Разговор этот до того вывел из себя Эфраима, что он решил записать его как первый пункт обсуждения на будущем собрании союза владельцев цитрусовых плантаций. И там, перед своими коллегами, выступил так по этому вопросу:
– Тот, который считает такое положение нормальным, пусть возвращается домой и отдыхает в своей постели. Но тот, кто бдителен в сердце своем, да обратит внимание на это новшество. В чем же оно? Я скажу вам в чем. Человек, которому осточертела жизнь мелкого лавочника, коробейника, маклера, с ее унижениями и ленью, приехал в Эрец-Исраэль, чтобы жить по-человечески, принести в свой дом уважение, растить детей своих свободными и завершить свою жизнь в своем доме и своей постели, короче, быть крестьянином, как все крестьяне в мире. Так, оказывается, он грубая скотина, корыстолюбец и злодей. А те, кто занимался идолопоклонством, социалистической революцией и большевизмом, пока гои не дали им, с позволения сказать, мягко выражаясь, под зад, и они, приехав в Эрец-Исраэль, чтобы жить здесь без хулы и святости и рассказывать нам байки о том, что не нужны им деньги и нет у них стремления к имуществу, и все они такие симпатичные и чистоплюи, существа не от мира сего, желают добра всему миру при условии, что дадут им ссуду из особых фондов на удобных им условиях, а то и вовсе без всяких условий, вот они, эти люди, оказывается, – идеалисты.
Господа, друзья мои, я вам тут заявляю торжественно, что такая штука, коллективная жизнь, вообще не существует и не существовала никогда, это сказочки для дураков, для отвода глаз, чтоб разрушить и уничтожить наш класс, тех, кто обрабатывает землю.

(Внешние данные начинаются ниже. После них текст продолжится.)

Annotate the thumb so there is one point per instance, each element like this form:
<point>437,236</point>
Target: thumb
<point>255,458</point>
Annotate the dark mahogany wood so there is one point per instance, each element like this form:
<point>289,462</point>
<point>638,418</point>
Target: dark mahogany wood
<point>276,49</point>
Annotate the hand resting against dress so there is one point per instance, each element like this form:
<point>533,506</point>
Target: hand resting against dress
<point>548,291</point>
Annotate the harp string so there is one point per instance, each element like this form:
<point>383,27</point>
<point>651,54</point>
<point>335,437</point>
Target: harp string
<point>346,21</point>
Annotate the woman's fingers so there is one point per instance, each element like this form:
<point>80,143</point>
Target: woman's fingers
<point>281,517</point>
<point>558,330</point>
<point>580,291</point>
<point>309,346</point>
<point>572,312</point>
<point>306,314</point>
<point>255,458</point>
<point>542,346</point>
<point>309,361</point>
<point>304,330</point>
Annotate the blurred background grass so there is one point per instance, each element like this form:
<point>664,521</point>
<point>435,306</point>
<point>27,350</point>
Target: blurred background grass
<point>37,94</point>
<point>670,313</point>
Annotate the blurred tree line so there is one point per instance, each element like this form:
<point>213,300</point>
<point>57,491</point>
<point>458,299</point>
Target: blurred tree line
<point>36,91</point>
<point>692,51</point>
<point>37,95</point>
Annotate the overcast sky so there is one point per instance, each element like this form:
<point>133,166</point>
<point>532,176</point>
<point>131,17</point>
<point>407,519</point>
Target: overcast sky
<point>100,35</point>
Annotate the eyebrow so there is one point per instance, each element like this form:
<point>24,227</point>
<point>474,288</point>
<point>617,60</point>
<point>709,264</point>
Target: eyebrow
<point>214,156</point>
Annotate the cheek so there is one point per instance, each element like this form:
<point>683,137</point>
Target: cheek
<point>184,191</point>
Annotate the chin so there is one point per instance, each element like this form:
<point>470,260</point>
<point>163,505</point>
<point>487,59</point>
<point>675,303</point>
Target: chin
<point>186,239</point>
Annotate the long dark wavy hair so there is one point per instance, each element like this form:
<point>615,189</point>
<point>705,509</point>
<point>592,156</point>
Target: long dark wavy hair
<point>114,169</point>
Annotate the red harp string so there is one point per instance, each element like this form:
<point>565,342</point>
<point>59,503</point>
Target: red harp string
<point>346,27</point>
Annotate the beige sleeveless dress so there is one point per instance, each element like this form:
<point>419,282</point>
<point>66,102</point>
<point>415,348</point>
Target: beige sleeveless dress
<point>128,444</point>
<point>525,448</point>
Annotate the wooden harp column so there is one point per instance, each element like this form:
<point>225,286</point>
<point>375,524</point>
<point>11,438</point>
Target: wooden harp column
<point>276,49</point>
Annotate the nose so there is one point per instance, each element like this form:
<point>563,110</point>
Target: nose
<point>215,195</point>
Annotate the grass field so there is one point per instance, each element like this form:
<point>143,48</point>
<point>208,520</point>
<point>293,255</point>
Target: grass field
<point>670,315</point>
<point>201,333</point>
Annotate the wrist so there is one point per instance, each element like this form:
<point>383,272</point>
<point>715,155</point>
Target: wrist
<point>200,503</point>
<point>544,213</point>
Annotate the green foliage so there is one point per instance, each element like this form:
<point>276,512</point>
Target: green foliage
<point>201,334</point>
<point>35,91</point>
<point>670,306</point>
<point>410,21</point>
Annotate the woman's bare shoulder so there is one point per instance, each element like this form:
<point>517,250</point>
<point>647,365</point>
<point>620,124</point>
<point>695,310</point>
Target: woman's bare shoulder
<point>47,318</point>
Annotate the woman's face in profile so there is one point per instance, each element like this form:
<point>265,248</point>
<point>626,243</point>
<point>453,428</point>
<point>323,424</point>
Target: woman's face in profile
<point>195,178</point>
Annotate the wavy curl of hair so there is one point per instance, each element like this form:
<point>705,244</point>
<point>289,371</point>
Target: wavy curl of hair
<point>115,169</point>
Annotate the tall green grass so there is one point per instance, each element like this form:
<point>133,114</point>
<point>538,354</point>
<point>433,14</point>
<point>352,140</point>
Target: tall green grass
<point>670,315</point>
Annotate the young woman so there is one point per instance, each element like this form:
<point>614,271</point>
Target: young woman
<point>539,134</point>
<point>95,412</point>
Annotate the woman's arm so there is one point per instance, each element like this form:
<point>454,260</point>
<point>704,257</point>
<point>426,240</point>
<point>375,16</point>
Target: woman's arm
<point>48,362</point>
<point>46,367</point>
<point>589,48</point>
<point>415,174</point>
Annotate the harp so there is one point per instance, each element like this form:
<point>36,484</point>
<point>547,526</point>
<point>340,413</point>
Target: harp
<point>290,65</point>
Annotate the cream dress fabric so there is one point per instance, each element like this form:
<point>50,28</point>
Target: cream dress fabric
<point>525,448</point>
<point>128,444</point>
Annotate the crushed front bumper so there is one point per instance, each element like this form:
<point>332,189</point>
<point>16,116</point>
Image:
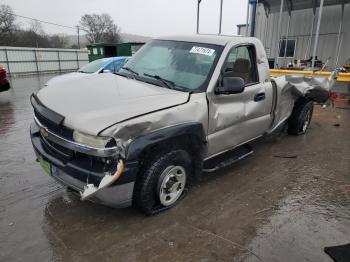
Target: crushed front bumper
<point>76,174</point>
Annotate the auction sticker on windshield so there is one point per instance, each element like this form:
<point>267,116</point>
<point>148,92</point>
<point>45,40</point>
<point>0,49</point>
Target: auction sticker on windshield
<point>202,50</point>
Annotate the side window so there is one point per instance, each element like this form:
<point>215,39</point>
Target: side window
<point>118,64</point>
<point>110,67</point>
<point>241,62</point>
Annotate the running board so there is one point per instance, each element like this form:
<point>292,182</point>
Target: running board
<point>228,158</point>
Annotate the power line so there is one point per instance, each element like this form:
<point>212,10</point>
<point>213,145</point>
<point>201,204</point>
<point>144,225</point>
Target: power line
<point>41,21</point>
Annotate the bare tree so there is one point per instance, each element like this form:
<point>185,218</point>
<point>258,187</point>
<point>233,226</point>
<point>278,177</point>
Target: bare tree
<point>58,41</point>
<point>36,27</point>
<point>100,28</point>
<point>7,24</point>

Нас и дело нашей жизни, страну эту, которую мы поливаем потом и кровью, возводя ее со времен нашей юности. Смотрите, я предупредил вас, и важно понять это вовремя.
И еще скажу вам, друзья мои, то, о чем я думал ночами, что не дает мне покоя. Этакая идея, что ли. Говорю я себе: ну что можно требовать от человека во плоти и крови? Требовать, чтоб не был бандитом, чтоб работал в поте лица своего, чтобы помогал бедным. Это, в общем-то, человек может выполнить, хотя и с большим трудом. Но прийти к человеку и сказать ему: слушай, друг, с этого дня будешь работать, но за это ничего не получать. Изойдешь потом день-деньской в поле, но вечером не вернешься в свой дом, чтобы получить миску любимого твоего супа, приготовленного умелыми руками жены, а пойдешь, как та корова в коровник, и там получишь корм, одинаковый для всех, выдаваемый порциями на столы коллективной столовой. А после того, как омоешь свою плоть в общей душевой, в присутствии нагих женщин, извините за выражение, ты не вернешься домой поцеловать на ночь детей своих, а пойдешь в детский дом, и там воспитательница позволит тебе побыть с детьми ровно час или полтора, и затем придешь в пустой свой дом. Я это все изучил основательно после того, как господин Левонтин объяснил мне, что они получают ссуды из особых фондов… Пусть мне сказки не рассказывают. Невозможно это требовать от человека. Да еще надолго. Все это обанкротится, лет через десять, думаю. И тогда не будет тех, кто сможет возвратить долги национальным фондам. Что это вообще – национальные фонды? Кто дает в них деньги? Не евреи? Ну и что? А ничего. В один прекрасный день проснется коллективный человек и скажет: надоело. Пойдет он и украдет деньги из общественной кассы. Перестанет работать, начнет обманывать своих товарищей, а они – его. Все вместе будут обманывать народ Израиля, и все это дело исчезнет, как будто его и не было.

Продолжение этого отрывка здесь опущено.